Survey of 364 people from mainland Europe reveals the long-term impact

Six years on from the referendum that saw the United Kingdom leave the European Union, a survey of EU citizens living in the UK has revealed how the experience has impacted their view of the country, and left many wondering if it is where they want to stay.

A study by the universities of Birmingham and Lancaster was carried out between December 2021 and January 2022, a year after the end of the post-Brexit transition period.

It had 364 respondents who are EU and European Economic Area citizens who currently live or have recently lived in the UK, answering 96 questions on a variety of topics including residential status, feelings of identity and belonging, and future plans.

Two-thirds of those questioned said Brexit had significantly affected their feelings about Great Britain, mainly for the worse.

“While the public narrative suggests that Brexit is done and dusted, for EU citizens Brexit is still an open scar,” said the report’s main author Nando Sigona, from the University of Birmingham.

“Strong feelings of insecurity, unsettlement and sadness coexist with feelings of home and opportunity, with the latter prevailing in England, while more positive feelings are expressed by those living in Scotland and Wales. Rebuilding trust is challenging when the ramifications of Brexit still have such profound consequences of the lives of EU citizens in Britain.”

Out of about 33 million votes cast across the whole of the UK in the referendum, the campaign to leave the EU, led by future prime minister Boris Johnson, won by a margin of 51.9 percent to 48.1 percent.

In England, the vote was 53.4 percent to leave, in Wales it was 52.5 percent to leave, but Northern Ireland and Scotland voted to remain.

This has led to particularly strained relations between the authorities in Westminster and Edinburgh, which are mirrored in the survey replies.

“My feelings towards Scotland are unchanged, but my view of the UK is more negative due to the incompetence of the UK government in handling the pandemic,” said one respondent.

The handling of the pandemic also emerged as an issue which affected people’s impressions of the UK.

Many went back to their birth countries and have not returned, causing employment issues particularly in the service industries.

Brexit changes to employment law have also had a major impact, with Johan Lundgren, chief executive of budget airline EasyJet, specifically blaming Brexit for his company’s recent high-profile staffing problems.

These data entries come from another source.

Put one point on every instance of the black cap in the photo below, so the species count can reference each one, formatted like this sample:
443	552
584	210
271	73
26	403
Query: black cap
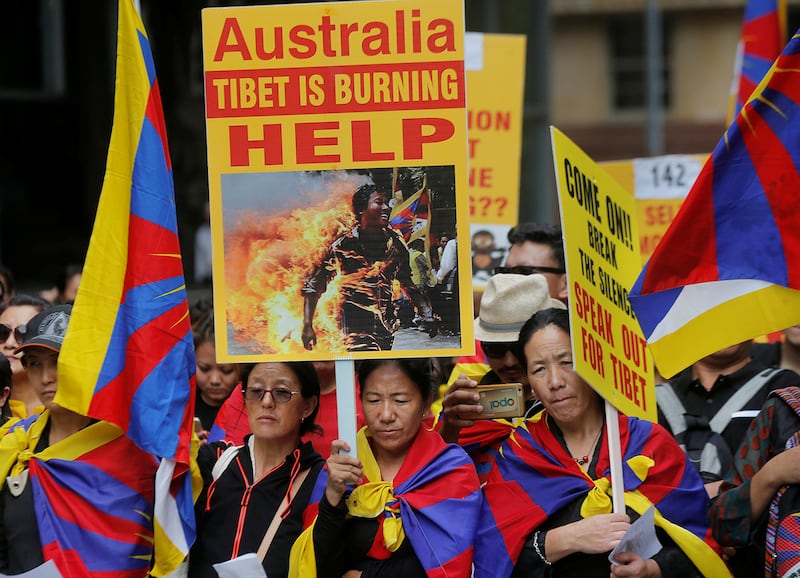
46	329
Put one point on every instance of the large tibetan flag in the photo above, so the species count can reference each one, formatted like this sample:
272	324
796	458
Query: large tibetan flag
128	356
763	37
728	267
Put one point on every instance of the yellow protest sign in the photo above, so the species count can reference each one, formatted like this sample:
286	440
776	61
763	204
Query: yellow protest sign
495	65
336	147
602	254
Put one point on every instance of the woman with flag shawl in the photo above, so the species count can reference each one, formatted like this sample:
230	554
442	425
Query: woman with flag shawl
67	495
547	510
258	497
414	508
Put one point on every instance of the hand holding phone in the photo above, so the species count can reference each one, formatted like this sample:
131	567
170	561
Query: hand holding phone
502	400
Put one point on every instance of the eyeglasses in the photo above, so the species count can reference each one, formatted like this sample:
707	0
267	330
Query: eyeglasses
5	331
529	270
279	394
497	350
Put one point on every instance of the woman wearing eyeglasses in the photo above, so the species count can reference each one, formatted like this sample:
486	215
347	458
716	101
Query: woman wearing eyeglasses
17	312
256	497
407	505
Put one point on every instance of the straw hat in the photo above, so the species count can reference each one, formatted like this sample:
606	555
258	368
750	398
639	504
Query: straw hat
508	302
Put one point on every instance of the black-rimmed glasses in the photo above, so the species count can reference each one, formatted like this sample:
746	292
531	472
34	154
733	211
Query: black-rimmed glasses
528	270
5	331
279	394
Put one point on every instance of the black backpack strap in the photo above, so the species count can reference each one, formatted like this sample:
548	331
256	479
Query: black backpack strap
672	407
739	399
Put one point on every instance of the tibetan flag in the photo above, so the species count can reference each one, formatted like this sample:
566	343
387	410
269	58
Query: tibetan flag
535	478
92	515
411	217
128	357
763	37
728	267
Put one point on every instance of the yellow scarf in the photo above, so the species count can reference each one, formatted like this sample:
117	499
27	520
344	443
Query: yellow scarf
597	501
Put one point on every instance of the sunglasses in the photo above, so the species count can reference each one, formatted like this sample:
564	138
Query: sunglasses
528	270
279	395
5	331
497	350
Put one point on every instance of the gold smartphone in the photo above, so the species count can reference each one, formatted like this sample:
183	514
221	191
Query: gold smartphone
502	400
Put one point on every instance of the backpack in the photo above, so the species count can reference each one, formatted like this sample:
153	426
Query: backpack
700	437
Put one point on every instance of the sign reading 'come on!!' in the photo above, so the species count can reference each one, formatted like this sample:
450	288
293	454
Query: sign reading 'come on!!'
602	254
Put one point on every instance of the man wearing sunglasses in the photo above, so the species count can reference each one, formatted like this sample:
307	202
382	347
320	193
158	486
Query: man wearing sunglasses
538	248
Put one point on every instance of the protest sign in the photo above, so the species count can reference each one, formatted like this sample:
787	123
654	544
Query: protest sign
659	185
602	256
305	105
495	65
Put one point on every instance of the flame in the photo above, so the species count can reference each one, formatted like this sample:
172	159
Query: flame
267	258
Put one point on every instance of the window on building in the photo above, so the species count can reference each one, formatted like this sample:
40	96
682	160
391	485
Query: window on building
627	44
33	47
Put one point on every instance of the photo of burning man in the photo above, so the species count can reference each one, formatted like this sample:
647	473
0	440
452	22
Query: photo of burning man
370	258
318	262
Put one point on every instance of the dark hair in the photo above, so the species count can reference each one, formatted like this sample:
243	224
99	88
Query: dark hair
420	371
69	271
23	299
7	280
543	233
309	387
361	197
202	318
538	321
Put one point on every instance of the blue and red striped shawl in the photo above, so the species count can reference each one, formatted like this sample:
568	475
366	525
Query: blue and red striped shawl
534	477
438	498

According to data from the UK Home Office, naturalization applications by EU citizens in the UK increased from 4 per cent in 2007 to 35 per cent at the end of 2020, having been at 11 percent at the time of the referendum.

Between 2016 and the end of 2020, 158,000 EU citizens applied for naturalization, with the largest numbers coming from Polish and Romanian citizens.

However, the fastest rise in applications came from the group of countries known as the EU14, who were member states prior to 2004.This includes people from Italy, Spain, Germany and France.